A resident of RPS Omaxe Green Valley in Sector 42 first saw the leopard from his flat’s window “napping” on the perimeter wall of the apartment complex at 7am.
“An advisory was issued for residents immediately, and local police and the wildlife department were informed,” said Manish Kumar, who saw the big cat.
A search was initiated as cops reached the society, but the leopard had moved by then. It took four hours to spot the leopard in the complex, and another six to seven hours to tranquilise the animal.
Around noon, the wildlife team went to the roof of a house and fired multiple tranquiliser shots, officials said. They missed the first few shots but one of them got the big cat who was unconscious by 5.30pm.
The residents gathered on their balconies, capturing photos and videos of the animal.
“It took around six hours to tranquilise the male leopard. The leopard was safely and swiftly rescued without any injury to residents or to the animal. We will conduct a health check-up of the big cat at the Sona wildlife rescue centre,” said MS Mallik, additional principal chief conservator of forests and wildlife (south Haryana).
The leopard, believed to be three and a half years old, will be released back into the Aravalis once the veterinary department gives an all-clear.
Wednesday’s incident was the second such sighting of a leopard in south Haryana in less than two months. On January 3, a leopard strayed into a colony in Narsinghpur, Gurgaon. Trying to escape the village, the leopard lunged at a 13-year-old who sustained minor injuries. The big cat was caught after being confined and locked in a room at a resident’s house.
Both Faridabad and Gurgaon are developed around the Aravali hills that are home to leopards. A Wildlife Institute of India (WII) report in 2017 had pointed out that the belt is a rich leopard habitat along with an abundance of wildlife thriving in this part of the Aravalis.

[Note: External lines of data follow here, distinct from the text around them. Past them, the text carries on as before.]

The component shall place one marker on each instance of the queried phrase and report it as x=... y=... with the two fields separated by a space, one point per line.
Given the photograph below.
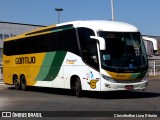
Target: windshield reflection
x=124 y=52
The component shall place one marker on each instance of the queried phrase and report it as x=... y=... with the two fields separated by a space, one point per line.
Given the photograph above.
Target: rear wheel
x=17 y=85
x=78 y=88
x=23 y=83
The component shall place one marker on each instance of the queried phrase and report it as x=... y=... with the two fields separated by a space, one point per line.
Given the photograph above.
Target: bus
x=93 y=55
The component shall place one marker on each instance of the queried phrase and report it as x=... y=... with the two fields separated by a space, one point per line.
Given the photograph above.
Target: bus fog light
x=108 y=78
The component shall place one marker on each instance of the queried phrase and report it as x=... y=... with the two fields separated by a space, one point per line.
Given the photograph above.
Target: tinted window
x=88 y=47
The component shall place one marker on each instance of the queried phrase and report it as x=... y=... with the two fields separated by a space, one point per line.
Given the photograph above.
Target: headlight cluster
x=108 y=78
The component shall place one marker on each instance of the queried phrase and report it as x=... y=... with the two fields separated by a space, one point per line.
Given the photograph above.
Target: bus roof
x=104 y=25
x=96 y=25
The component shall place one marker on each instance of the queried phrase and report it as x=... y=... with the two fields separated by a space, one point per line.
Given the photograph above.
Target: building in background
x=9 y=29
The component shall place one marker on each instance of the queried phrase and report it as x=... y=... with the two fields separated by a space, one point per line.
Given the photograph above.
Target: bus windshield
x=125 y=52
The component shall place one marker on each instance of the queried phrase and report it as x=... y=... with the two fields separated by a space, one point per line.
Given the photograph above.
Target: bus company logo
x=92 y=83
x=25 y=60
x=71 y=61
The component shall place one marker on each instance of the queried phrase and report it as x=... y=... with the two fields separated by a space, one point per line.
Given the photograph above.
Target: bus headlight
x=108 y=78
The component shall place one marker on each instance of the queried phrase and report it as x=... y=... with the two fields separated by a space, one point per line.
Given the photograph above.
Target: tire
x=17 y=85
x=78 y=88
x=23 y=83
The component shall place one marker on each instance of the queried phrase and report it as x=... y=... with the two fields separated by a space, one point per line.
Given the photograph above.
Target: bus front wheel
x=23 y=83
x=78 y=88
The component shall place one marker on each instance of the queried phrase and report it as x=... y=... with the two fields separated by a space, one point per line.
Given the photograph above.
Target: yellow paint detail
x=30 y=32
x=119 y=76
x=30 y=70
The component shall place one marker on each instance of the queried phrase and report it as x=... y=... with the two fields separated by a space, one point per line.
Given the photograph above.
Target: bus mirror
x=153 y=41
x=101 y=41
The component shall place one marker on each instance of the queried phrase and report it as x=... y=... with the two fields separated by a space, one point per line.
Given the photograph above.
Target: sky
x=144 y=14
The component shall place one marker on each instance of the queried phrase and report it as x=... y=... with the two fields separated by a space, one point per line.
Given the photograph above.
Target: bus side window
x=88 y=47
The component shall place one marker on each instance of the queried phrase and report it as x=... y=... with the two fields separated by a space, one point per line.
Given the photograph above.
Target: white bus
x=93 y=55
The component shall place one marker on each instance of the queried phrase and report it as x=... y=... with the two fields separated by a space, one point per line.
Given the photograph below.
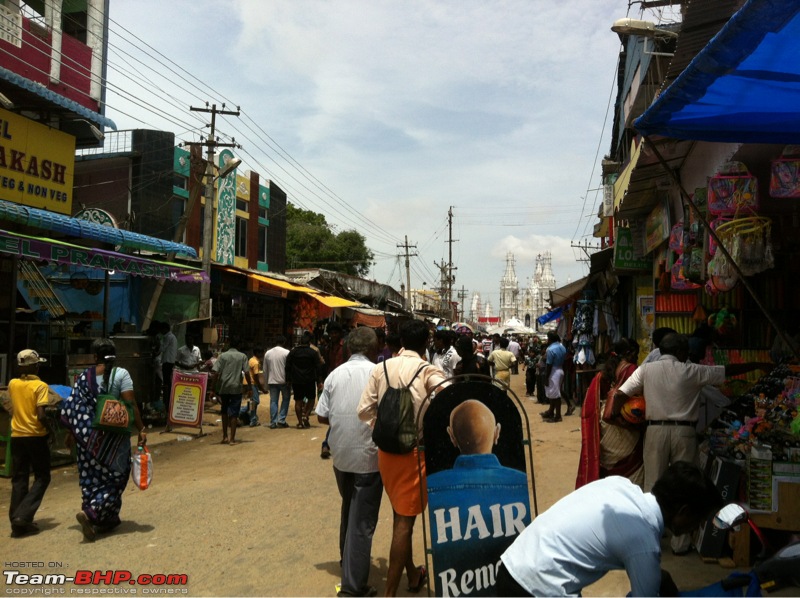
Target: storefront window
x=262 y=244
x=241 y=237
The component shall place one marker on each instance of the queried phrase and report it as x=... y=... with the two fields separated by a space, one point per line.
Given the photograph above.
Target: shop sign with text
x=36 y=164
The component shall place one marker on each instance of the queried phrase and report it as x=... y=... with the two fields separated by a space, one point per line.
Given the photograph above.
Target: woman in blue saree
x=104 y=458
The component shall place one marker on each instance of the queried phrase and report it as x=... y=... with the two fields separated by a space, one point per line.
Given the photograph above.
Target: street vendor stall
x=743 y=87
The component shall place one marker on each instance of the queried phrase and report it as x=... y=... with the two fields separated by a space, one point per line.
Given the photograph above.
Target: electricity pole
x=462 y=294
x=450 y=268
x=406 y=246
x=211 y=144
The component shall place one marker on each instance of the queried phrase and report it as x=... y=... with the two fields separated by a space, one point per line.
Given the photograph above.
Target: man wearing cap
x=29 y=449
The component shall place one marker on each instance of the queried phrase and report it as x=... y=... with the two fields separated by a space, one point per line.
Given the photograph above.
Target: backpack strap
x=410 y=382
x=386 y=373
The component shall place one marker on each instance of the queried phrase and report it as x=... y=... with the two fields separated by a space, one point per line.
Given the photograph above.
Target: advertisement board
x=188 y=398
x=477 y=482
x=36 y=164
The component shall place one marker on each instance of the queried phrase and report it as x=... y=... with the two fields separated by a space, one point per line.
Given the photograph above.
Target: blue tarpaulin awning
x=84 y=229
x=51 y=96
x=743 y=87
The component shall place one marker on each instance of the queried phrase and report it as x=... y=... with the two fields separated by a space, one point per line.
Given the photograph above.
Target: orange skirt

Chetan Agarwal, a forest analyst, said on Wednesday that rapid urbanisation is eating into the region’s forest cover, forcing wild animals to stray into residential colonies.
“Incidents of leopards straying into these areas are increasingly becoming common. The Green Valley society is flanked by the Aravalis on its west, which is connected to the Asola wildlife sanctuary. This adjacent Aravali area is part of natural conservation zones that are ecologically sensitive areas where construction is restricted to only 0.5% of the total area. However, the new draft of NCR Planning Board’s regional plan does away with this 0.5% restriction, and the 2023 amendment in the Forest (Conservation) Act threatens one-thirds of the Aravalis in Faridabad by making it a non-forest zone. In such a situation, what can a leopard do except enter concrete ‘Green Valley’,” he said.